There are some heavy anti-resonance features built on this stepper driver to make it power through such large motors and high torques.
The DM860T has an 8 bit DIP switch system to control microstep resolutions and peak current.
You can select from sixteen preset microstep resolutions (up to 1/256).
Similar to the other StepperOnline drivers you can use the DIP switch to select from eight preset peak currents(2.40A, 3.08A, 3.77A, 4.45A, 5.14A, 5.83A, 6.52A, 7.20A).
At the sort of peak currents offered by this driver and the heavy NEMA 34 motors that run on it, you will need some heavy power supply.
Understandably, the DM860T runs on both AC and DC power supplies. You can use power supplies in the range 18-80VAC or 36-110VDC to run this stepper device.
Just like other StepperOnline drivers, even this driver has a 12-month replacement warranty whereby they'll send you a new driver if it's damaged in under a year after buying.
Overall, this is a powerful beast of a stepper driver which you should get if you have high current requirements. There are a few other brands that offer this kind of power, however, they are much more expensive.
Buyers Guide: Things to Consider Before Choosing a Stepper Driver for your CNC
- Choose your Stepper Motor first: Do not choose the stepper driver before you decide what stepper motors you will be using.

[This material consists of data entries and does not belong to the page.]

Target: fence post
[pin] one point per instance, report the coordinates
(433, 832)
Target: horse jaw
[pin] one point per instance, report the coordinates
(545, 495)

- Peak Current Rating of Stepper Motors: This is the primary value that determines your driver. Ideally, get a stepper driver that is has a maximum current rating that is 1.4 times that of the stepper motor. If that's not an option, make sure your driver rating is at least the same as that of the motor to extract maximum torque.
- Power Supply: Get reliable power supply with a voltage rating that matches your stepper driver for maximum performance. For getting high torques at high RPM's you need to raise your voltage considerably.
- Number of Drivers: The number of stepper drivers you need is the same as the number of stepper motors you plan to run, unless it is a multi-axis stepper like the Gecko G540.
- Resonance and Noise: As you increase the current, unreliable stepper drivers result in noise and vibration. This is why anti-resonance is so important.
- Warranty: A warranty is really useful as things can go wrong with stepper drivers.